Changing employee’s terms and conditions

Employers need to be careful when seeking to change employee’s terms and conditions of employment because, without their express agreement, it could give rise to a claim for constructive dismissal.  That said, the law also recognises that business circumstances can arise making it difficult to honour certain contractual obligations and that it would be more preferable to make changes to contracts than lose members of the workforce through redundancy. When contemplating changes to terms, advice should always be sought.  

When proposing to change terms and conditions, it is first necessary to determine where the contractual terms are located.  They may be:

  • expressly stated in a written contract;
  • incorporated into a contract through collective agreements;
  • incorporated by express verbal agreement (but not recorded within the contract); or even
  • implied into the contract through conduct or custom and practice. 

Changes authorised by the contract

An employer should check whether the contract of employment authorises a change to its terms.  

It may be possible that the term itself is sufficiently broad to allow the change.  This option often arises in relation to job titles and descriptions where the contract contains a flexibility clause allowing for the employee to carry out other duties that would be expected of somebody with their job title.

There may also be a mobility clause which allows the employer to change the work location (but these do need to be exercised moderately).

The contract may give a general power to vary the terms of the contract.  However, tribunals are usually reluctant to allow changes pursuant to such clauses unless the drafting of them is sufficiently clear.  In practice, such clauses are only relied on to make minor or administrative changes.
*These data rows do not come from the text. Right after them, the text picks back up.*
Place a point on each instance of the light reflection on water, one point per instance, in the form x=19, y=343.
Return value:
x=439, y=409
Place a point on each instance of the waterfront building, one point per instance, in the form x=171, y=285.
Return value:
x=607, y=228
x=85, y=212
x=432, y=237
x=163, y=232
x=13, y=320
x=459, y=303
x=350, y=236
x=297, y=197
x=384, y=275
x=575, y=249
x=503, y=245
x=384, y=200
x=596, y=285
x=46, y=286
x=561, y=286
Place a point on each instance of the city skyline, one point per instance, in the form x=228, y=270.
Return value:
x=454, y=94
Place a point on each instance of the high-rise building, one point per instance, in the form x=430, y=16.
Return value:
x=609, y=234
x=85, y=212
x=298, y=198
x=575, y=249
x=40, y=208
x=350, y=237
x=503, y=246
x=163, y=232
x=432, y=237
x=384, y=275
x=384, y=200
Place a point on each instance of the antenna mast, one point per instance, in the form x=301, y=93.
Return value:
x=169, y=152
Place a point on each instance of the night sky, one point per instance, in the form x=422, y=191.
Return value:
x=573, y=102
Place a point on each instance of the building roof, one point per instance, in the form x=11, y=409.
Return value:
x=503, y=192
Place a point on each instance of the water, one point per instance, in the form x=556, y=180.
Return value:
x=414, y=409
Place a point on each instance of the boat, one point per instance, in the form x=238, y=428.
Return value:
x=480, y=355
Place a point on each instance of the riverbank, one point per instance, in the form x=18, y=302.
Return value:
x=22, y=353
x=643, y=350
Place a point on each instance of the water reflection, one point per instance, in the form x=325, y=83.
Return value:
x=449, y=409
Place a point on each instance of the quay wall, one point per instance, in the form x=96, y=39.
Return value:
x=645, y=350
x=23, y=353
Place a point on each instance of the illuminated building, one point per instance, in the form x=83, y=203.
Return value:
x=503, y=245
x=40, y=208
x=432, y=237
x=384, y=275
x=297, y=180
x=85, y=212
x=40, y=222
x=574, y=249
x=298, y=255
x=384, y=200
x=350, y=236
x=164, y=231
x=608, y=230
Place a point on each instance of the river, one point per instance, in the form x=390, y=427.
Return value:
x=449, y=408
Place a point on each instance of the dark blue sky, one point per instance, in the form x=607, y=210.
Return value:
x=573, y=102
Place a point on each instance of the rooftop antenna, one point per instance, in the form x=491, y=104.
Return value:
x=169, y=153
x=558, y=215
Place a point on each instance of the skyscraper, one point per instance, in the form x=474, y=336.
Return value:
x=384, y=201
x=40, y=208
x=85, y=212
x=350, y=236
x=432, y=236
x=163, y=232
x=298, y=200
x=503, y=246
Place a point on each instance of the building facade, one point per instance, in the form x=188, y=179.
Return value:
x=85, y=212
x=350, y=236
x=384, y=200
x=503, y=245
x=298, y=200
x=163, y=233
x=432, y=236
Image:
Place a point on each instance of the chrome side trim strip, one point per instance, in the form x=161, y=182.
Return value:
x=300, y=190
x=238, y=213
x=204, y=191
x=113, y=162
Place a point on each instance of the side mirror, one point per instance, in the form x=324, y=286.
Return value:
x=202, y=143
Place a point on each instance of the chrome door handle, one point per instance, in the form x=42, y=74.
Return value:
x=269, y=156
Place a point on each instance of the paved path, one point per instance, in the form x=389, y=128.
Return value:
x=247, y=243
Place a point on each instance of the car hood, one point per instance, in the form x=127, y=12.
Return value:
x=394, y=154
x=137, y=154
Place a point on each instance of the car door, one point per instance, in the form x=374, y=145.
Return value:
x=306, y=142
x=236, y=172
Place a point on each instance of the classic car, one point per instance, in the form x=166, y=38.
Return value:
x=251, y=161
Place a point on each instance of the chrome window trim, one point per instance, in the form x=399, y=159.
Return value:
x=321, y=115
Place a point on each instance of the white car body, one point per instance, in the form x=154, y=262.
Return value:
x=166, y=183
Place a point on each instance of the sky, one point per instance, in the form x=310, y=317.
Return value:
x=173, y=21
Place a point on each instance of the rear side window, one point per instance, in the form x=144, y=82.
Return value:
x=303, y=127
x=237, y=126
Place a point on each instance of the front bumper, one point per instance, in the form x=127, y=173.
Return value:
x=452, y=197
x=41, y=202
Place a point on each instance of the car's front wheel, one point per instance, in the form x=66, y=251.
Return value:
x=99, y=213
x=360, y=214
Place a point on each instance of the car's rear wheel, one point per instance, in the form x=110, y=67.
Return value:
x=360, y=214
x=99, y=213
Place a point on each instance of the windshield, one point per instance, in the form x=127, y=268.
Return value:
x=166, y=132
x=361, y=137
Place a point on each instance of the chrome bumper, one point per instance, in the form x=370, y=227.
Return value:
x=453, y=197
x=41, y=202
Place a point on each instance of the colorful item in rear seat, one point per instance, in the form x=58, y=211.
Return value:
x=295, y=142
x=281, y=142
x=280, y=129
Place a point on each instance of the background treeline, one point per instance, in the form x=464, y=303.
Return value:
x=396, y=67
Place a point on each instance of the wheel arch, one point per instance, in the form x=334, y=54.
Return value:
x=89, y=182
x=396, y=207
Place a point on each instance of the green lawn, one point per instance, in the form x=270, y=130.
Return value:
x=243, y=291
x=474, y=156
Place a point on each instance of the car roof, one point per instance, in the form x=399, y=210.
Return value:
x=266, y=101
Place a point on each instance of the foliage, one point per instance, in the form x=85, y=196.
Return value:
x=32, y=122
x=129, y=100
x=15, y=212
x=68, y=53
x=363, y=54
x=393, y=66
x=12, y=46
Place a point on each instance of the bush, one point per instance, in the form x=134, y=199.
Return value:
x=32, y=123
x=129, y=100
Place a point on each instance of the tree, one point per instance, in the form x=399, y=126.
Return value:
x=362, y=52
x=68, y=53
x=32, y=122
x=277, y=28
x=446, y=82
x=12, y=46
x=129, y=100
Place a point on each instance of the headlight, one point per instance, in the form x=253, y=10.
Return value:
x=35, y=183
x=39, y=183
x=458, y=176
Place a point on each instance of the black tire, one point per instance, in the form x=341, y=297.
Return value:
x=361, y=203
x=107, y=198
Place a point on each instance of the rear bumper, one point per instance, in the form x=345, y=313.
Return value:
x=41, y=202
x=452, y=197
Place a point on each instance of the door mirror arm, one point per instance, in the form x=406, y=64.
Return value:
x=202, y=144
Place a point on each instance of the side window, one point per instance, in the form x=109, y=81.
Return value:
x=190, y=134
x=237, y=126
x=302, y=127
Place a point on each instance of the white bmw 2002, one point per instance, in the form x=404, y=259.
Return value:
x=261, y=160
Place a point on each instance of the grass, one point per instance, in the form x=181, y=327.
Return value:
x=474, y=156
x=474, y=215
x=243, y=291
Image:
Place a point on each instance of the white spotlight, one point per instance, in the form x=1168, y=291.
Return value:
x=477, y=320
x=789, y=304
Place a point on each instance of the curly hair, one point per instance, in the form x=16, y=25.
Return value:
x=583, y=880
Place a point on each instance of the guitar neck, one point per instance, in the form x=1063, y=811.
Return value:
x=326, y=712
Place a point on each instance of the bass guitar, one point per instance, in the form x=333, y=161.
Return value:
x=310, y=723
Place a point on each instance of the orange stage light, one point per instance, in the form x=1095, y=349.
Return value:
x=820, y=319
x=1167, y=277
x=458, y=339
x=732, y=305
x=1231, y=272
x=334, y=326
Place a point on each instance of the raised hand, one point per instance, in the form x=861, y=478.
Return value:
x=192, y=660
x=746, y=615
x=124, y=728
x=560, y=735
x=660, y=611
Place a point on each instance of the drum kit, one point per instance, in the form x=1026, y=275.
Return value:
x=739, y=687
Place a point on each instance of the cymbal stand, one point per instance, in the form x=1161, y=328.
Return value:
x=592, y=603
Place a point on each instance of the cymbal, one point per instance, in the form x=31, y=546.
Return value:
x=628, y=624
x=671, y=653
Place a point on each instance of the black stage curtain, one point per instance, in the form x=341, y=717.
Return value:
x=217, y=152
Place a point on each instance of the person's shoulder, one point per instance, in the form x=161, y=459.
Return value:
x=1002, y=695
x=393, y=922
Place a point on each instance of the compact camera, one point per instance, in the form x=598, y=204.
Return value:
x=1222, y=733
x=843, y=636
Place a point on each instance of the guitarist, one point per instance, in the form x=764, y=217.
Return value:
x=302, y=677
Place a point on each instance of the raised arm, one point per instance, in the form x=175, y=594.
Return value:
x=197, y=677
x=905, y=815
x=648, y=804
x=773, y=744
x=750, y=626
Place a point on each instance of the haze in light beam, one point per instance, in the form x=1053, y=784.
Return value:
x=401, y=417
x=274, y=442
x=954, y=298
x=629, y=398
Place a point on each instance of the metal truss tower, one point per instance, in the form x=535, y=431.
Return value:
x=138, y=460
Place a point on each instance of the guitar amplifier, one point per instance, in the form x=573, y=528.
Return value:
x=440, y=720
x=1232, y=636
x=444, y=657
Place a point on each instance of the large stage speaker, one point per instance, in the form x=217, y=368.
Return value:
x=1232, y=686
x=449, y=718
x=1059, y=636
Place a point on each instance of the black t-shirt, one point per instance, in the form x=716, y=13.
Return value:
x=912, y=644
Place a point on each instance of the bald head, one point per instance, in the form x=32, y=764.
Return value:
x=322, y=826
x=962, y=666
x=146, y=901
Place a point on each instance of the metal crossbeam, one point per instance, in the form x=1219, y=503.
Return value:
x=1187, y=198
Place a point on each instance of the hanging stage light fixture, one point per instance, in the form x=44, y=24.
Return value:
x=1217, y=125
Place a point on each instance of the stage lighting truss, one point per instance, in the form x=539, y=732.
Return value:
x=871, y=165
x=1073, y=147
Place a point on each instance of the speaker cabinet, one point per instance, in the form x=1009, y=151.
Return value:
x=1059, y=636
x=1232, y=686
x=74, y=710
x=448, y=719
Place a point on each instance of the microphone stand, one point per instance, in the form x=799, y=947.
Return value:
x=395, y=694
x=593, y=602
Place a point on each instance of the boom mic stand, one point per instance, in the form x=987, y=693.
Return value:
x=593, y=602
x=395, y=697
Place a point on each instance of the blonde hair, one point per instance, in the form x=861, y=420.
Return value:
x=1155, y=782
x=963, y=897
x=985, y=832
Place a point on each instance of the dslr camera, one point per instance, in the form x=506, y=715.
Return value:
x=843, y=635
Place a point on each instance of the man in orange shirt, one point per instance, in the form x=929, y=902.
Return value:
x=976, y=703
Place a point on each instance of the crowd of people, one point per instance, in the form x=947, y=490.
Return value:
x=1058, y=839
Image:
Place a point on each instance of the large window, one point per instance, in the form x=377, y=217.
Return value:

Changes not authorised by the contract

Where the change is not authorised by the contract there are 3 ways in which the employer may vary the contract:

  1. Seeking the employee’s express agreement to the new terms; 
  2. Unilaterally imposing the changes and relying on the employee’s acquiescence to show implied agreement to the changes; 
  3. After seeking agreement through consultation, terminating the employee’s employment and offering to re-employ them on new terms. 

Express agreement

An employee’s agreement must be voluntary and whilst it is sufficient to obtain verbal agreement, it is preferable to secure written agreement.

Unilateral imposition of the change

If the employee does not accept the change, it is not advisable to just impose the change anyway without any consultation as this could result in a constructive dismissal claim. But if an employer does so, it is incumbent on the employee to either (i) resign and allege constructive dismissal or breach of contract; or (ii) make it clear that they are working on under protest (which will preserve their legal rights).  If however, the employee continues to work without challenge, then over time they will be deemed to have impliedly agreed to the change and can’t subsequently seek to challenge it.

Terminating the contract and offering re-engagement on new terms

This is a step that should only be taken after there has been a full and meaningful consultation process with the employees, where the employer has conveyed the genuine business reasons underpinning the changes and sought to come to some compromise with staff as to the proposed changes.  Only once that process has been exhausted can the employer contemplate terminating the employment of the dissenting employees.  Where that is the case, it is absolutely essential that the dismissal is accompanied by an offer to re-engage under the new terms.  This is a risky approach but is often the only commercially viable option.

Provided that there was a genuine business reason and a full and meaningful consultation process took place, the employer is likely to have a good defence to any unfair dismissal claims and will be able to argue that the dismissal comes under the category of ‘some other substantial reason’ as a fair reason to dismiss under the Employment Right Act 1996.

Even if a tribunal finds a dismissal to be unfair, the employer may be able to demonstrate that the employee failed to mitigate their loss by refusing to accept re-engagement on the new terms.

Collective consultations

Note that, where the employer is proposing to change the terms of 20 or more employees, they will be required to collectively consult with the staff, which will mean appointing employee representatives and consulting via them, or through any recognised union where appropriate.